Don't use NULL macros for end-of-string zero terminator. NULL macros id (deprecated) surrogate for null pointer. Use constant 0 or #define EOS 0 (style and taste issue, of course)...

 

[bgreen]

maybe I am no being clear. Please note that I am a very in experienced C programmer.

Here is my string:
Seventy Seven Million Seven Hundred Seventy Seven Thousand Seven Hundred Seventy Seven Dollars And 77 Cents

I want to go to the 74th position and print the remainder of the string:

Seventy Seven Dollars And 77 Cents

How can I do this?

 

[itsgsd]

The quick answer to your question is:

fprintf(fd, "%s\r\n", &cheque.sp_amount[76]);

The longer answer to what you are trying to do is the following example modification of your code which I think is what you are trying to do:

#include <stdio.h>
#include <string.h>

int main(void) {

  char sp_amount[120] = "Seventy Seven Million Seven Hundred Seventy Seven Thousand Seven Hundred Seventy Seven Dollars And 77 Cents";
  char buf[120];
  char buf2[120];
  int diff;
  char *ptr1;

  strcpy(buf2,sp_amount);
  buf2[76] = 0;
  ptr1 = strrchr(buf2,' ');
  *ptr1 = 0;

  printf("%s --\r\n", buf2);
  diff = strlen(buf2)+1;

  memset(buf, '*', sizeof(buf));
  buf[76] = 0;
  memcpy(buf, &sp_amount[diff], strlen(&sp_amount[diff]));
  printf("%s\r\n\r\n", buf);

  return 0;
}

Hope this helps to answer your question.

 

[ArkM]

Some additions: in C (and C++) language an array name treats as a pointer to the 1st (index zero array element except in sizeof op argument position.
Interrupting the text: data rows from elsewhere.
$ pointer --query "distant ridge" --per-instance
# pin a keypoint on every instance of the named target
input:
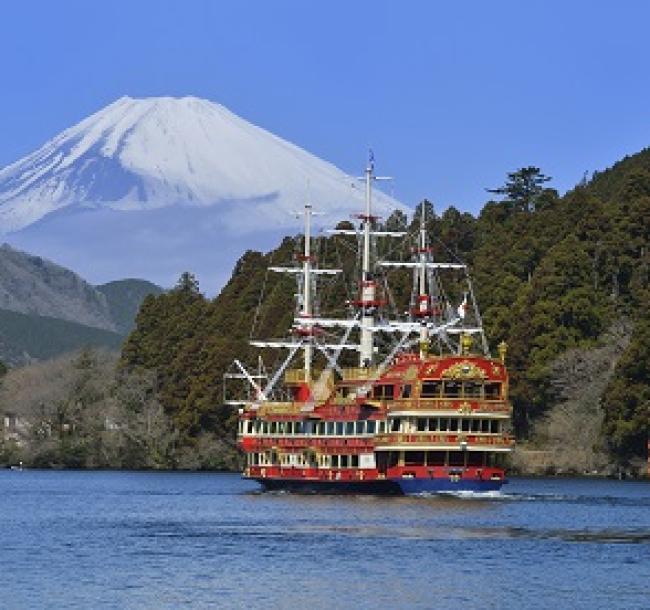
(46, 310)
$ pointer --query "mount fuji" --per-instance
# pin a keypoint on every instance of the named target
(152, 187)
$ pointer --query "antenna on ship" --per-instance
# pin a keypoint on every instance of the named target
(368, 301)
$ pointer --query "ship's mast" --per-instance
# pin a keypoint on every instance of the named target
(307, 307)
(368, 286)
(424, 299)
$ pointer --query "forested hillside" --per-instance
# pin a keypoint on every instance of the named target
(555, 277)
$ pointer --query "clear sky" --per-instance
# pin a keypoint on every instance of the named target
(450, 95)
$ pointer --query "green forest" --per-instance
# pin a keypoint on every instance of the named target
(562, 279)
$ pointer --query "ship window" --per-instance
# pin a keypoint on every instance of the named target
(430, 389)
(451, 389)
(456, 458)
(492, 391)
(393, 458)
(414, 458)
(472, 389)
(435, 458)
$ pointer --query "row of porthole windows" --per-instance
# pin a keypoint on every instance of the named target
(431, 388)
(300, 460)
(320, 428)
(410, 425)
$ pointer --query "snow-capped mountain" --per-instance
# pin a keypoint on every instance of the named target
(141, 154)
(154, 187)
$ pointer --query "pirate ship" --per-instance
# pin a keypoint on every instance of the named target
(427, 412)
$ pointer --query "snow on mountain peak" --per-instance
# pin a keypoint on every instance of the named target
(139, 154)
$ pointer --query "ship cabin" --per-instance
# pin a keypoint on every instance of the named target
(439, 416)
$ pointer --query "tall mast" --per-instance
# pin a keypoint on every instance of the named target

You may refer to any place in your array if you add (using pointer arith) an index value to starting array pointer (i.e. array name):

char array[128];
...
char* prest = array + 100;
...
printf("...%s...",prest);

Of course, you may get a pointer with a construct

&array[index]

It is exactly same as

array+index

 

[bgreen]

Thanks all for the help.

I figured it out.